‘Wildcat’ Film Review: Young Veteran and Baby Ocelot Heal Each Other in Moving Nature Doc

First-time filmmakers go deep into the Peruvian jungle for tale of redemption

Wildcat
Trevor Frost/Prime Video

The animal kingdom may not be fair, but it makes sense. There’s a logic to it, a system of order. Predators hunt prey: it is a world of desperation and aggression. Deep in the jungles of Peru, a young Afghanistan war veteran named Harry Turner recuses himself from public life to pursue a simpler way of being. Out in the middle of nowhere, five hours from the nearest major city, Turner rehabilitates lost, injured and orphaned animals, hoping, perhaps, to heal himself in the process.

“Wildcat,” by first-time directors Trevor Beck Frost (a National Geographic photojournalist) and his editing and producing partner Melissa Lesh, takes an intimate look at Turner and his work to rehab critters and creatures of every size. Turner, a lanky, tattooed Brit, is a charming, boyish man who went away to the Army when he was only 18. He was discharged with health issues, namely severe PTSD and depression. Out in the jungle, away from the noise of the world, he’s able to gain clarity and, for the first time in his life, to help others.

Turner works alongside scientist and researcher Samantha Zwicker, a PhD candidate based out of Seattle who has set up a center in the jungle. First one, and then another, young orphaned ocelot falls into their hands. Although the work they do with the first one takes a tragic turn, all their hopes turn on the second ocelot not only to survive a brutal jungle but also to make it on its own. This is young Keanu, very much the star of the show alongside Turner. Keanu is overeager and playful, striped and distinctive. It is easy for the viewer to fall in love with him, as Turner and Zwicker also have.
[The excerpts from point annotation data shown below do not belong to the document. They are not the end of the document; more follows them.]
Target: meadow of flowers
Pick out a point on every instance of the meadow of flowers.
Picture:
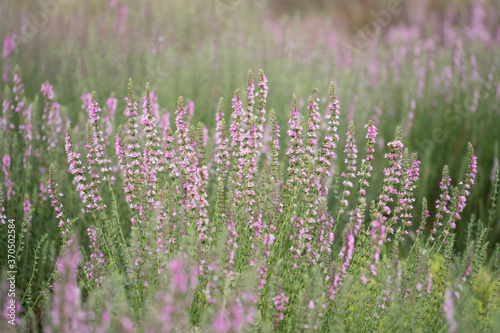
(369, 204)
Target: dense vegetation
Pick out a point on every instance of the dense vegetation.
(368, 206)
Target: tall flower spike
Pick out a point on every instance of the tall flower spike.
(76, 168)
(237, 146)
(54, 194)
(8, 181)
(443, 201)
(463, 191)
(351, 152)
(94, 181)
(222, 157)
(152, 148)
(313, 122)
(261, 110)
(275, 146)
(296, 148)
(94, 267)
(251, 97)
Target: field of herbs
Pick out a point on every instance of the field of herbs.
(347, 182)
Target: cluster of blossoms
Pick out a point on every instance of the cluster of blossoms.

The metaphor at play in “Wildcat” — that both Turner and Keanu are animals, unruly and unpredictable, and need to rehabilitate their behavior before returning to their respective “natural” environments — is obvious, of course, but well-balanced by the film’s intimate and rugged look at the lives that both man and cat live away from society. Turner’s world is populated by caimans and giant tarantulas and monkeys. Though Zwicker is often called back to Seattle for school commitments, Turner has spent a long time away from home, unenthusiastic for his younger brother to see him in his post-war mental state, prone to rage and bouts of self-harm. At times “Wildcat” is a difficult watch, raw and unflinching.

Though the close-up look at animal rehabilitation is fascinating, it’s hard to see this world and look at what Lesh and Frost’s documentary is not showing: the indigenous and Peruvian workers whose efforts alongside Turner and Zwicker are instrumental in keeping their rehab center working. Though the film is peppered with scenes of Zwicker in conversation in Spanish with her team, Turner keeps to himself. It’s hard not to reflect upon a certain colonialist attitude on display here, especially from a filmmaker whose personal website boasts photos of him alongside members of native populations.

These Peruvian workers — scientists and veterinarians alike — are often unnamed, reduced to set dressing to the emotional journey of a young white man. It’s worth noting that Turner did not escape society on the whole; he just left a particularly white society for a less-white one, but he must endure what he suffers alongside other people, in the jungle or not.

In fact, “Wildcat” is often more moving and raw when Turner is with others than when he is with Keanu. His conversations between him and Zwicker simmer with tension — they are seemingly friends and coworkers and romantically involved sometimes — as their relationship comes to a head. Turner’s family comes to see him for the first time, reminding him of what good there is left behind in the world for him. There’s no missing the joy that sparks across his face when his little brother Jayden goes searching for cool bugs out in the forest. Turner thinks he is good only for animals, but he has a way with everyone he meets, so long as he can avoid getting in his own way.

Still, the work that Turner and Zwicker and their team accomplished down in Peru (and later in Ecuador) is nothing to shake a stick at, and “Wildcat” is meticulous about showing the type of labor and patience required for this type of work. These animals are not pets, nor are they treated as such, and they are taught and expected to fend for themselves.

When Turner feels joy, it is a profound victory, one often reflected in Keanu’s frenetic flipping and nipping. It is a behavioral therapy of its own kind, one that has the power to heal not just the patient but the physician too.

“Wildcat” premieres in US theaters Dec. 21 and on Prime Video Dec. 30.